In 2015 A&DS celebrated 10 years and following a series of 10 events on 10 key topics a publication of reflections was published at the end on 2015. Throughout 2016 – the Year of Innovation, Architecture and Design – we will -re-publish extracts from the publication on each topic. This extract looks at participation under the heading of Participation – how can people shape a building, place or service?
Ten years ago, there was a certainty about the design agenda and the role of built-environment professionals in changing places. There was a new policy on architecture. Designing Places was published. We had urban regeneration companies, specialist urban design firms, the emergence of charettes and a lot of talk about master planning.
Today, society’s challenges are increasingly complex. We have structural changes: the recession, austerity, the Community Empowerment Act and migration.
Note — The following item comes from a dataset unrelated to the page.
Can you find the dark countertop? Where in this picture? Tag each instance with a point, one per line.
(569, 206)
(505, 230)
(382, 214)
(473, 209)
But we also want more representation and participation in decision-making, informed by local narratives, service needs and making more of what we already have.
Increasingly, the ‘now’ is about the uneasy journey of defining problems and solutions collaboratively, between citizens, politicians and professions. True participation means that the role of the professional in ‘changing places’ is changing.
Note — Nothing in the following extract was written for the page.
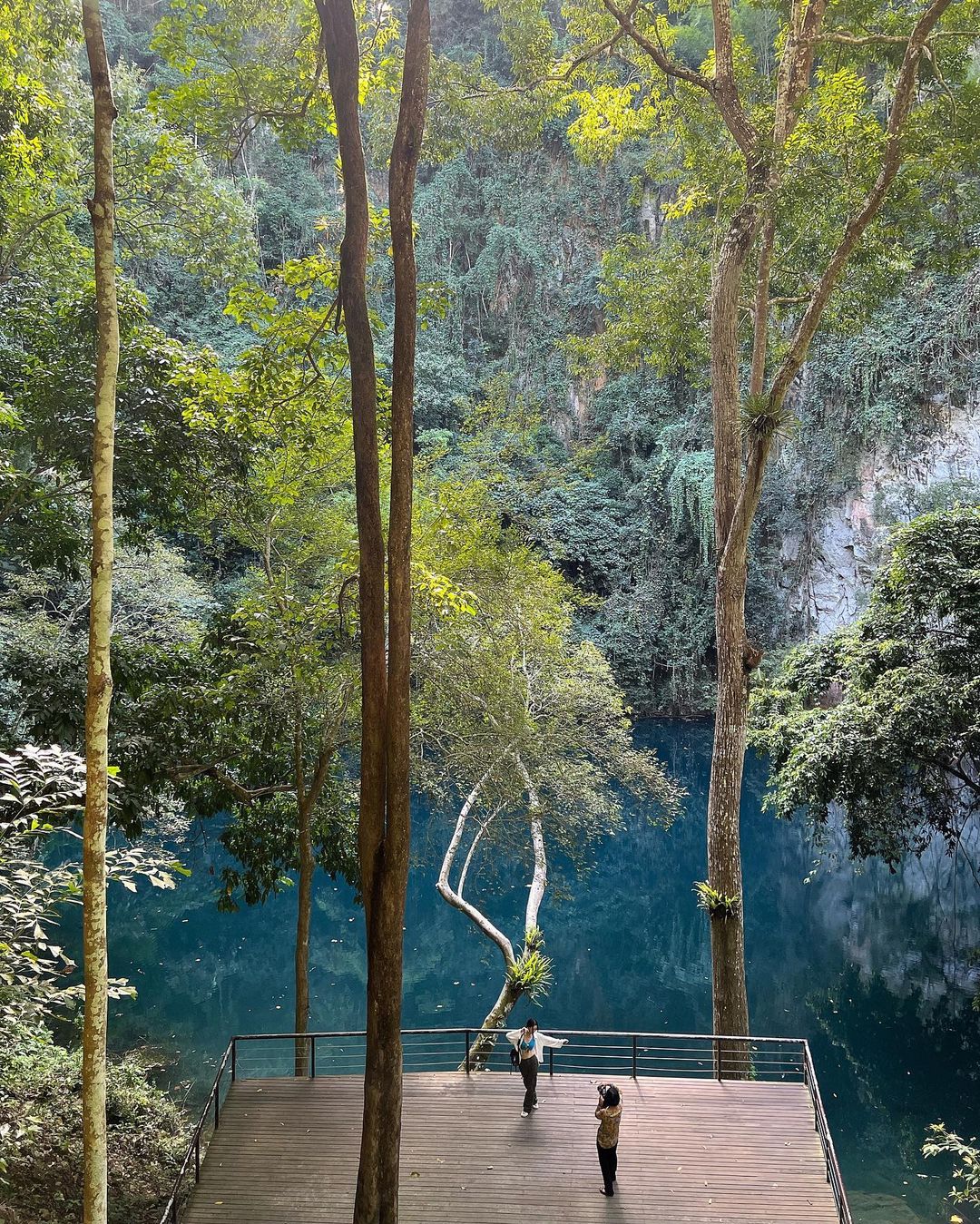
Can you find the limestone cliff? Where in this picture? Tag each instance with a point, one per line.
(828, 573)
Together, we need to address three future challenges:
Trust – We must build a bridge between citizen participation to shape outcomes, and decision-maker collaboration to deliver them.
Purpose – Dealing with large economic crises is about helping governments to change things for the better, faster. Public budget holders need to rethink their way of doing things. What skill sets do we need to reimagine, and are we asking the right questions?
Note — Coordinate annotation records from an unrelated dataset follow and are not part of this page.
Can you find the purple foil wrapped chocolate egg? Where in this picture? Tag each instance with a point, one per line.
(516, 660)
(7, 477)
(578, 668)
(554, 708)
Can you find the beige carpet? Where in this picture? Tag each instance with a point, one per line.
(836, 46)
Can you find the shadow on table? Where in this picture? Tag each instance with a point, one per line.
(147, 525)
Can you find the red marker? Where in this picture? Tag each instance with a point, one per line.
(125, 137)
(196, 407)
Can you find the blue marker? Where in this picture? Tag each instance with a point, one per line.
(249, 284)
Organisation – Some things need to be planned centrally, like infrastructures and sewers. But we also need spaces for co-creation and doing things differently. Can we move the public sector from direct service provision to platforms for co-delivery? This would channel activism, distribute ideas and openly share knowledge between neighbourhoods. Co-creation is about better and faster, together.
These challenges demand a new approach to professional practice – from control of ideas, to facilitating possibilities. It demands a new form of institution, which is localised, collaborative and system organised, not silo based. It implies a new form of empowered citizen with the capacity to act.
Participation could make placemaking central to the new politics of public space for the next decade. The question is, can we deliver?